Anyway, we’re running out of time, I’ve only got five minutes to explain this.
A Blockchain is a continuously growing list of records called blocks, which are linked and secured using cryptography. Sounds too Wikipedia-ish, I get it. Let’s break it down.
First, let’s understand what a block is.
A block is the fundamental unit or the smallest indivisible part of a Blockchain. If you look at the image above, you’ll understand what the components of a typical block are. It has three fields viz. Data, Previous Hash and Hash.

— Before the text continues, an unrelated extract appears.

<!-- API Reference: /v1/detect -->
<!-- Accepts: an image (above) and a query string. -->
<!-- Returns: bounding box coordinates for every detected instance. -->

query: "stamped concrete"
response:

The Data field contains whatever you want to store in your blockchain. Could be a vote in a blockchain based voting application, or a birth certificate in a certificate application, or transactions like in case of Bitcoin Blockchain. The Data field is where you put the main information to be stored in the block.

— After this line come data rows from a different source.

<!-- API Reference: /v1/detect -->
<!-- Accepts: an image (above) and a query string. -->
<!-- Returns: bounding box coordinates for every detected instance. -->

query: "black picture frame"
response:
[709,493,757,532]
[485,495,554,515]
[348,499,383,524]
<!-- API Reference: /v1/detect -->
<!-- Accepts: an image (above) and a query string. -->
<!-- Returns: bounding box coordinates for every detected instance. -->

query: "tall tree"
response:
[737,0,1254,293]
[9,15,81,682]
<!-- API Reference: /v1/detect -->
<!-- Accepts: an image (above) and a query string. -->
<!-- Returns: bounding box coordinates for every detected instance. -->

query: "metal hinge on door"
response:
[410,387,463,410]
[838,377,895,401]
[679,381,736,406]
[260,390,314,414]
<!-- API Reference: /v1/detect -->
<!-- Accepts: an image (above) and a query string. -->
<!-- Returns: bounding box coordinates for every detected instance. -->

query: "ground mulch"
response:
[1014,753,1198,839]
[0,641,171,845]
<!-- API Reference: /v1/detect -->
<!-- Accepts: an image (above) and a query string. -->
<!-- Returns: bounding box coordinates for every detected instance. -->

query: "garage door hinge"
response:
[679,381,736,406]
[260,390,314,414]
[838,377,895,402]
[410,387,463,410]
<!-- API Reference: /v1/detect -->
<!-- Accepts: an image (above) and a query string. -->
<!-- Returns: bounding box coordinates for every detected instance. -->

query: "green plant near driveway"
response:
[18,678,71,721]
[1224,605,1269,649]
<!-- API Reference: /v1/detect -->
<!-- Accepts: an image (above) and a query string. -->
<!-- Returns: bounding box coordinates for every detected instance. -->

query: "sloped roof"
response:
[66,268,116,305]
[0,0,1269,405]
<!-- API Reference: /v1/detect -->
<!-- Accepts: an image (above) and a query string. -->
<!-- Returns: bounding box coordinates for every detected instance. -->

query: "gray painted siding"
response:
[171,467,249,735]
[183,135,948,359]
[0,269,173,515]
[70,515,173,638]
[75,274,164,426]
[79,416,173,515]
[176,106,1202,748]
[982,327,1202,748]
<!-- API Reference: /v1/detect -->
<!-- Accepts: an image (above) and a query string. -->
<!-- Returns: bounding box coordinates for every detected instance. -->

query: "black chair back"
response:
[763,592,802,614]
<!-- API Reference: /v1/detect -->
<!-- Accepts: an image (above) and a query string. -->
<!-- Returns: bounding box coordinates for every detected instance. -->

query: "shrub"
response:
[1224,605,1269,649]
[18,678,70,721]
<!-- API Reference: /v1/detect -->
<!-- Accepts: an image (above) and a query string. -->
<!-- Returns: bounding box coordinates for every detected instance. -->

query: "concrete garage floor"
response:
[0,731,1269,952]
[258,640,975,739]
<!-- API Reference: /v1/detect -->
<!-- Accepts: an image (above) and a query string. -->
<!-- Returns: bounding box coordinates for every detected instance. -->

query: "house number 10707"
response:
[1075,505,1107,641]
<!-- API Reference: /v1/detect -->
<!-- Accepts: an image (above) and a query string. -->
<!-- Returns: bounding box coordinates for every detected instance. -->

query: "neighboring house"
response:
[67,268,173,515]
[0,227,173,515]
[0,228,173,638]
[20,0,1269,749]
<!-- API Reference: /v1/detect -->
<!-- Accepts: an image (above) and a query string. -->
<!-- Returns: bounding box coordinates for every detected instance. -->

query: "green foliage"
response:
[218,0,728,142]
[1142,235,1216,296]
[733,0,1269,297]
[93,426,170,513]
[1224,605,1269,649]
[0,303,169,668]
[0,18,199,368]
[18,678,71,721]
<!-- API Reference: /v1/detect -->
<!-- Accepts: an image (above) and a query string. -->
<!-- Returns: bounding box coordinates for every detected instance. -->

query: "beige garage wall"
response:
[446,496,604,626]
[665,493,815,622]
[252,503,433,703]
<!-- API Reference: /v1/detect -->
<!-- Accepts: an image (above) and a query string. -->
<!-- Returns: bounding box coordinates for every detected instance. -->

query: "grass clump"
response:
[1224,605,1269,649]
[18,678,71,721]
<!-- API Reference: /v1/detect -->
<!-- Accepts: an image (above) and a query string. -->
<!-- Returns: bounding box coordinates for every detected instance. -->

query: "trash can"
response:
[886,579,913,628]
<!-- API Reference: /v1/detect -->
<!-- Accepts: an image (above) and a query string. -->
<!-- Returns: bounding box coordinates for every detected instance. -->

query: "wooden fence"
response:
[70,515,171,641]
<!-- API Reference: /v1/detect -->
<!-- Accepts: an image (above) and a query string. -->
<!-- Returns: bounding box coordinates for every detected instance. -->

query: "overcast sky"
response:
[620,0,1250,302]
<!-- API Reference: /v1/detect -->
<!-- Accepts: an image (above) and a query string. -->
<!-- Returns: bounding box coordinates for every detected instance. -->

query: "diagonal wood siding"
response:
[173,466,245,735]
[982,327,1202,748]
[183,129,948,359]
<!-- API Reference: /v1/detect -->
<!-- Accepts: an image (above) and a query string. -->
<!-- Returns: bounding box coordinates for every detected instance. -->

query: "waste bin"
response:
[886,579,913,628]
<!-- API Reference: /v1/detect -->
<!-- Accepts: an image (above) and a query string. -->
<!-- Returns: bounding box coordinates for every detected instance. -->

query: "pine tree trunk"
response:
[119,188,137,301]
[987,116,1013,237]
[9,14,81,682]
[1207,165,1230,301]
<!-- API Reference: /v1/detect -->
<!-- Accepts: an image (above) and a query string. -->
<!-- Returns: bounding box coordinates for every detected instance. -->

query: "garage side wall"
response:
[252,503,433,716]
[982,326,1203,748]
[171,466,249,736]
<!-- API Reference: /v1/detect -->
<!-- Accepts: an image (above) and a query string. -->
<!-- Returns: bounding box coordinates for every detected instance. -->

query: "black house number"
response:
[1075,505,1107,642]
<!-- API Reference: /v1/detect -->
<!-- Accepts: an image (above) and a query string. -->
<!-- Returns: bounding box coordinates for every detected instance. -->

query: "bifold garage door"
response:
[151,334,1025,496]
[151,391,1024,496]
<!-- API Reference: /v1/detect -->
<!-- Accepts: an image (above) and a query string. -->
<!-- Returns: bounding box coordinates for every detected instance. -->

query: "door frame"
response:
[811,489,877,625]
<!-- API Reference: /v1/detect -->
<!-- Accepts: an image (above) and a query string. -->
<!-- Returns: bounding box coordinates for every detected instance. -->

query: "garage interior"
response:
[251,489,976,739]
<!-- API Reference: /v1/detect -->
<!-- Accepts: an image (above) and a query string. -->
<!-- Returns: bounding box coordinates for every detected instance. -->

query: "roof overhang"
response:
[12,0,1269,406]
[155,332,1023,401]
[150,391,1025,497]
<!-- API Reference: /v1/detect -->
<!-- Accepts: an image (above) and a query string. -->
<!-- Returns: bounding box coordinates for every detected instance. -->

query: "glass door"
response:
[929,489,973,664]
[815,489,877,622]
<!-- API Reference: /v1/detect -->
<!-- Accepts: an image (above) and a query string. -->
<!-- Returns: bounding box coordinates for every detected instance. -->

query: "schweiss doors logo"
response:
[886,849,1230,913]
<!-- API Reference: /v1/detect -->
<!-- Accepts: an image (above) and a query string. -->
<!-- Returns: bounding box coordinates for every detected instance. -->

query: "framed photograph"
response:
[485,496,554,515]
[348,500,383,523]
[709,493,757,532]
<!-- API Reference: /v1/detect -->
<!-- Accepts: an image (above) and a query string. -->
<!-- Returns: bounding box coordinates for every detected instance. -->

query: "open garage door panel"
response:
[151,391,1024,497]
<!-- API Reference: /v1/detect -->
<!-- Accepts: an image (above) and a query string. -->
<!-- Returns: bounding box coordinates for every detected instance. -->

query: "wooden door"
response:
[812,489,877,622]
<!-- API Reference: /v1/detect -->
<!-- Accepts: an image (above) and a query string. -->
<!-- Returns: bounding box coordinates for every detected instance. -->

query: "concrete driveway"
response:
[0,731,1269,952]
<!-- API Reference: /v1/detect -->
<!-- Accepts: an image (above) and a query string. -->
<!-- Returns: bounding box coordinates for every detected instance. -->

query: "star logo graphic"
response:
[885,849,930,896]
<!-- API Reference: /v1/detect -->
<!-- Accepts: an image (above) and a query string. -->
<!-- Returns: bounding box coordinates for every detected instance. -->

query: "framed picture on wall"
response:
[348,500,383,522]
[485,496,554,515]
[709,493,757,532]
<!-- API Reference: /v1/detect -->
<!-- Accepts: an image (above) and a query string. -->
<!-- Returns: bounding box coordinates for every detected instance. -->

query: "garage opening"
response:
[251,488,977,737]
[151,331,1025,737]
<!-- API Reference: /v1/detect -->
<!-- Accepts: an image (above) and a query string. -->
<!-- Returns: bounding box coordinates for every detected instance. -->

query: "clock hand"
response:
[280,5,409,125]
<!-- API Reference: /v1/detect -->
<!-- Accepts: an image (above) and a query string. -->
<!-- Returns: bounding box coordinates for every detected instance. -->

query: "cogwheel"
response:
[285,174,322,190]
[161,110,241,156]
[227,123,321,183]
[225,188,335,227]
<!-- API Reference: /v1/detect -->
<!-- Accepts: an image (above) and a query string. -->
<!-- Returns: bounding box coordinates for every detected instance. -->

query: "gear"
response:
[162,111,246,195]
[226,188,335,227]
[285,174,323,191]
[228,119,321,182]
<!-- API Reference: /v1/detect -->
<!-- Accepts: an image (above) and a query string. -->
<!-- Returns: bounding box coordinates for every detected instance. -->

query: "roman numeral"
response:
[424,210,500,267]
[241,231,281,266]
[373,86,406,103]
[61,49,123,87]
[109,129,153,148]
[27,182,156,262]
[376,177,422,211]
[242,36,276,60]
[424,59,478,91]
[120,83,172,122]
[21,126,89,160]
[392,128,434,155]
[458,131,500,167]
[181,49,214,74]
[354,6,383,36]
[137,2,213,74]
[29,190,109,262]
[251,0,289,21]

We’ll come back to the Previous Hash field later.
Next, we have the Hash field. The hash field contains the hash of the block.

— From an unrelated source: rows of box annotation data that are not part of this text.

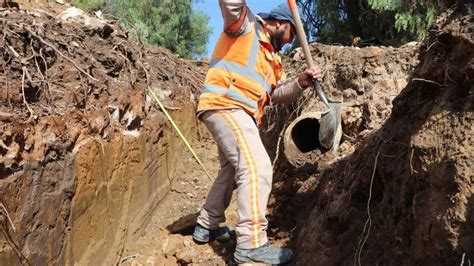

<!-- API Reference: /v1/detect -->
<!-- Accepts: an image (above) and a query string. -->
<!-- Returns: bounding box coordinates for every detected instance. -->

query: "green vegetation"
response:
[73,0,211,58]
[298,0,452,45]
[368,0,439,40]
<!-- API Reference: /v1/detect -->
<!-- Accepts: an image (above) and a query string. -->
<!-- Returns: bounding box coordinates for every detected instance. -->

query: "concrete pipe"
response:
[284,111,341,167]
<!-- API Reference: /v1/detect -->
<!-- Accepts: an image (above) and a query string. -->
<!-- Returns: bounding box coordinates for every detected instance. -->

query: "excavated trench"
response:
[0,1,474,265]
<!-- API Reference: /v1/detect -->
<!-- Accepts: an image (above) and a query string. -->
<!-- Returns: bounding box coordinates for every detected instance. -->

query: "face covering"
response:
[270,27,285,52]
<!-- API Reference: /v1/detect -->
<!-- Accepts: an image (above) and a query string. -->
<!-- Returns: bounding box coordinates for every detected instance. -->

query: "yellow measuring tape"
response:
[148,87,214,182]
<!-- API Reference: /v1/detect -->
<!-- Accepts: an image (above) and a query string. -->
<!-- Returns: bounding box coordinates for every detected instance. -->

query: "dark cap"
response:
[257,3,295,26]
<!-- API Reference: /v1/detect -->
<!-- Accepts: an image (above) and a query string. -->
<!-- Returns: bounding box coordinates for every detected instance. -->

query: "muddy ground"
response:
[0,3,474,265]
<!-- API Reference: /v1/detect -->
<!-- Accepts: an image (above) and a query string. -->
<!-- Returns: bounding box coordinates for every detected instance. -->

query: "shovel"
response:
[288,0,342,153]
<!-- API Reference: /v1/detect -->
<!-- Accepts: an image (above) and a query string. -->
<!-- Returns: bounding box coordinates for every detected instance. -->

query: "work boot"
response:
[193,224,235,244]
[234,243,293,265]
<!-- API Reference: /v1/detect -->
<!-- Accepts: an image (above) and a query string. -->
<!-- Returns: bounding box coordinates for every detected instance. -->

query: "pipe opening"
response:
[291,117,327,153]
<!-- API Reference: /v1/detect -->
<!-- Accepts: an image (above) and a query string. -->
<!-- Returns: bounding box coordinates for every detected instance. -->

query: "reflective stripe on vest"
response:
[202,85,258,110]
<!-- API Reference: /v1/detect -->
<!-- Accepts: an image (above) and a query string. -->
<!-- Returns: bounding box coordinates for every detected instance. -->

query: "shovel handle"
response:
[288,0,330,108]
[288,0,314,68]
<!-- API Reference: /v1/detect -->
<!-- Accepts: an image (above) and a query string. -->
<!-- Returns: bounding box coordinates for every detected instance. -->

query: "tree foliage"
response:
[74,0,211,58]
[298,0,450,45]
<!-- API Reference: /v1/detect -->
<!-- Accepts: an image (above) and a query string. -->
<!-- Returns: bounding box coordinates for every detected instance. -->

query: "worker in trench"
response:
[193,0,321,264]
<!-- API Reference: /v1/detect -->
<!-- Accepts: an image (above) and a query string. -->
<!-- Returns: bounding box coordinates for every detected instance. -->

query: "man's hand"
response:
[298,66,323,88]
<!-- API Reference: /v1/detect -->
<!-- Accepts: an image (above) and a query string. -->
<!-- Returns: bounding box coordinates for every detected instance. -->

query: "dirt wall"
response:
[296,6,474,265]
[0,4,204,265]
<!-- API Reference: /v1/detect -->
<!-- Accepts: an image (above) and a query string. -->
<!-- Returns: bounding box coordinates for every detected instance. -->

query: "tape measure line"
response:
[148,87,214,182]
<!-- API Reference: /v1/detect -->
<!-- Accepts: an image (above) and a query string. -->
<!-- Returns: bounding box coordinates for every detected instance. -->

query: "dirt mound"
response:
[0,5,205,265]
[280,7,474,265]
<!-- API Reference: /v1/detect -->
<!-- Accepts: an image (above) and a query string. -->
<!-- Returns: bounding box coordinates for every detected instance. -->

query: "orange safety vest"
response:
[197,21,286,125]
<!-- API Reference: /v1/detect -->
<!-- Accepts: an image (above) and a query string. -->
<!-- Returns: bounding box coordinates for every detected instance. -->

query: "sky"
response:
[193,0,276,58]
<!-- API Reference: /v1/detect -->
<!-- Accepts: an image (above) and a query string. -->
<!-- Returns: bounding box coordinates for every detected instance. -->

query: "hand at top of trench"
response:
[298,66,323,88]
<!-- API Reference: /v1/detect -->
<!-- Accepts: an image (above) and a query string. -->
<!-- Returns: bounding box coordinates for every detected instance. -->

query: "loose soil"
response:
[0,1,474,265]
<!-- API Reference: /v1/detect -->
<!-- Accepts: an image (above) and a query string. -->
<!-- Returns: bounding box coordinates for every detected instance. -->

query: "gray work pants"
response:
[198,109,272,249]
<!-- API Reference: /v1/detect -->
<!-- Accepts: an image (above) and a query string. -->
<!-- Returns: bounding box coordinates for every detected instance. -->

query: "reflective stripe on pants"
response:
[198,109,272,249]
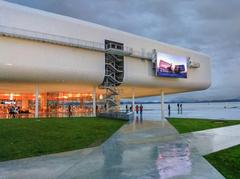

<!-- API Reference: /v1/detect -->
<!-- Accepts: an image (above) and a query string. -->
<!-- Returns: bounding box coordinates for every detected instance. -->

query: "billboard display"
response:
[156,52,187,78]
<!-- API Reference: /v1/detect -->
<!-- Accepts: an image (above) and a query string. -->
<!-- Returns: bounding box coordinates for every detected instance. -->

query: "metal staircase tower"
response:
[99,40,125,112]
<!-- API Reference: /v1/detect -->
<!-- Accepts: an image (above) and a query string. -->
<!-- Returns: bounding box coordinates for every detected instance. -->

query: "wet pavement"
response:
[0,119,240,179]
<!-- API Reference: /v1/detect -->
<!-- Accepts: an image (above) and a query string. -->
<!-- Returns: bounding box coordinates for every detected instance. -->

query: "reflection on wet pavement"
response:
[156,143,192,178]
[0,118,232,179]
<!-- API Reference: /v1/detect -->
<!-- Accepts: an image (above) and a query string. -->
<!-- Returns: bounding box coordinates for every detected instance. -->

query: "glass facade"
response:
[0,92,104,118]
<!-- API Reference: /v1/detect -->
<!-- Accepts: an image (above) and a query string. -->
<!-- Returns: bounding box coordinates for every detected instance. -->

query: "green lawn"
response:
[0,117,125,161]
[168,118,240,133]
[204,145,240,179]
[168,118,240,179]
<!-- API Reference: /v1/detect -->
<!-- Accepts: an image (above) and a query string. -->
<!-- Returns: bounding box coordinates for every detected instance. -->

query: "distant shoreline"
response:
[120,100,240,104]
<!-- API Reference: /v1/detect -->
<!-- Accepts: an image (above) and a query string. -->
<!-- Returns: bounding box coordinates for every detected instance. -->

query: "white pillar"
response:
[92,87,96,117]
[132,88,135,112]
[35,85,39,118]
[161,91,165,120]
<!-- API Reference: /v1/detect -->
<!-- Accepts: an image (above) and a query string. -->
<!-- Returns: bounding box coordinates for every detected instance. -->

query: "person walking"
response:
[140,104,143,115]
[136,105,139,114]
[177,103,180,114]
[68,105,72,117]
[126,104,128,113]
[168,104,171,116]
[180,103,182,114]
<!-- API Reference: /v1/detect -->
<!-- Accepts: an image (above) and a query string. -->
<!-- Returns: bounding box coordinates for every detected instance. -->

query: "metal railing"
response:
[0,25,152,60]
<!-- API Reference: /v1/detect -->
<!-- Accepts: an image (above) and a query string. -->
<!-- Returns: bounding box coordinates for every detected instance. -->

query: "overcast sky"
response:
[5,0,240,100]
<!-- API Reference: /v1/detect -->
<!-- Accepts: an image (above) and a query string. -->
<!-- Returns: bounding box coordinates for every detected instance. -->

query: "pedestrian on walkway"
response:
[180,103,182,114]
[168,104,171,116]
[126,104,128,113]
[140,104,143,115]
[177,103,180,114]
[136,105,139,114]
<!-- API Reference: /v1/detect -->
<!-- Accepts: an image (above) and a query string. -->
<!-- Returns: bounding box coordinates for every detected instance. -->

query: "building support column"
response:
[92,87,97,117]
[161,91,165,120]
[35,85,39,118]
[132,88,135,112]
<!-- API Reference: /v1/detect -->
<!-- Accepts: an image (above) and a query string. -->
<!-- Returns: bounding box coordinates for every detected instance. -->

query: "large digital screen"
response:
[156,52,187,78]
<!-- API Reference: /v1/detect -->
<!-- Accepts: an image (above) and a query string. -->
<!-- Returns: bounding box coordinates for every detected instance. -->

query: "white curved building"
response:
[0,1,211,119]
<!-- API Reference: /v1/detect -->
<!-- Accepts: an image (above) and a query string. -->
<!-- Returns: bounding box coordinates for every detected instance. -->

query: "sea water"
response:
[121,102,240,120]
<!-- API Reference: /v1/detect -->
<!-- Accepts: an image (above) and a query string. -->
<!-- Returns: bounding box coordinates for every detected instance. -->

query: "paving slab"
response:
[0,120,229,179]
[182,125,240,155]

A hash is a unique fingerprint of a piece of information. Hashes look different depending on the hashing algorithm, but usually, it is an alphanumeric string that looks like this:
You give the hashing algorithm some input, and get the hash in return as output. If you’re still confused about how cryptographic hash functions, we have an entire article that explains hashes.
In our case, instead of “Hello” like in the above image, we give the hashing algorithm(SHA256) the data field and the previous hash field as input, and get the hash of current block as output. And if even one bit of information in the block is changed, the entire hash changes. (See: Five Requirements of a Cryptographic Hash Function)
The hash of a block serves two purposes. One, it is the signature or fingerprint of that block. Second, it serves as the Previous Hash field of the next block. I think it must be clear now that the Previous Hash field, that is used to produce the hash of the current block, comes from the previous block.
So, if some hacker tries to change the information in the data field of a block, it changes the hash of that block completely. And consequently, it changes the previous hash field of the next block and so on. The blockchain network realizes something is wrong and reverts back to its original unmodified state. This will be much easier to understand when we discover the Distributed Peer-To-Peer network of blockchains. But that’s a topic for another day.
For now, this is enough for a five minute fundamental understanding of Blockchains.